Alumni

Nick Variava

BSBA’23

Nick Variava finds community on campus – and across the globe – at Creighton

The 2023 grad is putting his international business and management double major to use at Lockton Companies in Los Angeles.  


Nick Variava was living an international life when he was deciding between potential universities. Though born in the Midwest, he spent much of his childhood abroad. Employees of the U.S. State Department, his parents moved to a new country every few years, affording their family a global education, inside the classroom and out.

So, when Variava was looking to return stateside for college after his graduation from Jakarta Intercultural School in Jakarta, Indonesia, he sought a school that would build on his international experience but would also feel like home.

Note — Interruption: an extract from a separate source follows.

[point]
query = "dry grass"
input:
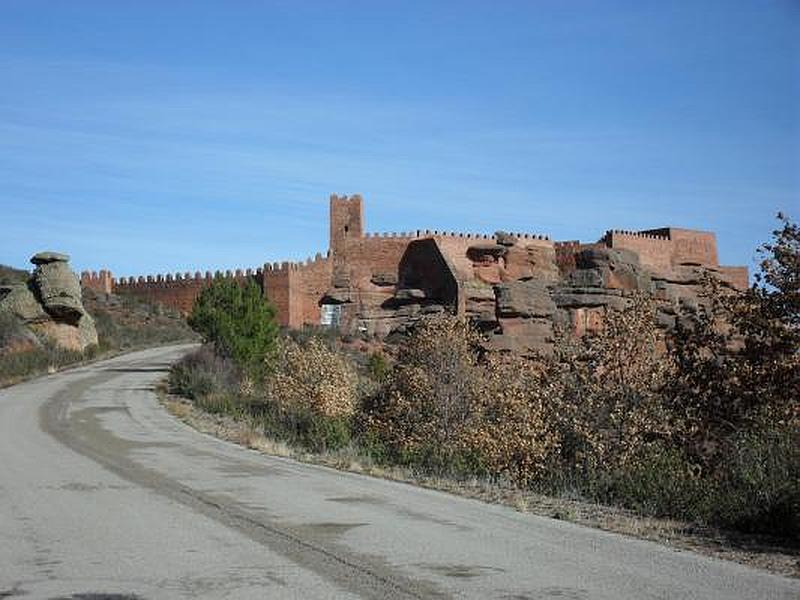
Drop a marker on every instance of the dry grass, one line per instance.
(755, 551)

Creighton ticked both boxes.

For the global perspective, Variava:

  • Participated in multiple study abroad programs. He studied in Sydney, Australia, during the fall semester of his freshman year. Then, in the spring junior year, he spent a semester in Namur, Belgium.
  • Interned with Global Partners in Hope, an international NGO founded by Creighton adjunct professor Ian Vickers that provides access to clean water and sustainable health care centers in rural French-speaking West Africa.
  • Double majored in international business and management. He pursued the social entrepreneurship track of management, as it aligned with his commitment to service, which includes teaching middle school students English in Tanzania, helping build homes with Habitat for Humanity in both Omaha and Tanzania and organizing a cricket tournament fundraiser for a local orphanage in Dhaka, Bangladesh.
  • Landed a full-time position in Los Angeles as an associate account manager and member of the Global Solutions team at Lockton Companies, one of the top ten international, business-to-business, privately-owned insurance firms in the world.

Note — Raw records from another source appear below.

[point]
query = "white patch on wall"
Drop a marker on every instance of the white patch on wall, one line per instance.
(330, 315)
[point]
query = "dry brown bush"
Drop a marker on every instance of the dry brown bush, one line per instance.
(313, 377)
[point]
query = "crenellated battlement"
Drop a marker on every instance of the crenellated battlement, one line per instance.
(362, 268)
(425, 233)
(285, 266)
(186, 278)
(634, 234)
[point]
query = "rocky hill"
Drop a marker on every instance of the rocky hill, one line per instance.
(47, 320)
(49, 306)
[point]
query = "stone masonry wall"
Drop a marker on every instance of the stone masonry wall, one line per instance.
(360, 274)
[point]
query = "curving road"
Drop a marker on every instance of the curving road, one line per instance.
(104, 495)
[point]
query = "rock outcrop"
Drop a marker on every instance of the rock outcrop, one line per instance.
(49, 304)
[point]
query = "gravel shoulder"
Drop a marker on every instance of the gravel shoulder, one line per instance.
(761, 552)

“Growing up in the diplomat life, you relish getting the chance to meet a variety of people, and I am grateful Lockton will still allow me to do so,” he says.

Not only did I get the small community feel I wanted, but I was also able to get a well-rounded education from experienced professors who were invested in our success as students and earn a business degree from an international perspective.
— Nick Variava

Variava says Creighton’s Jesuit identity feeds the sense of community on campus and the University’s formation of global citizens in its students. For Variava, a Creighton education is “holistic,” one that tends to growth of the whole person. He wanted to attend a smaller university with a strong sense of belonging, and given his global upbringing, he also wanted a school where he could maintain his international identity.

At first, he was concerned that his two desires would be mutually exclusive. Turns out, his concerns were unfounded.

“I was pleasantly surprised that this was not the case at Creighton,” he says. “Not only did I get the small community feel I wanted, but I was also able to get a well-rounded education from experienced professors who were invested in our success as students and earn a business degree from an international perspective.”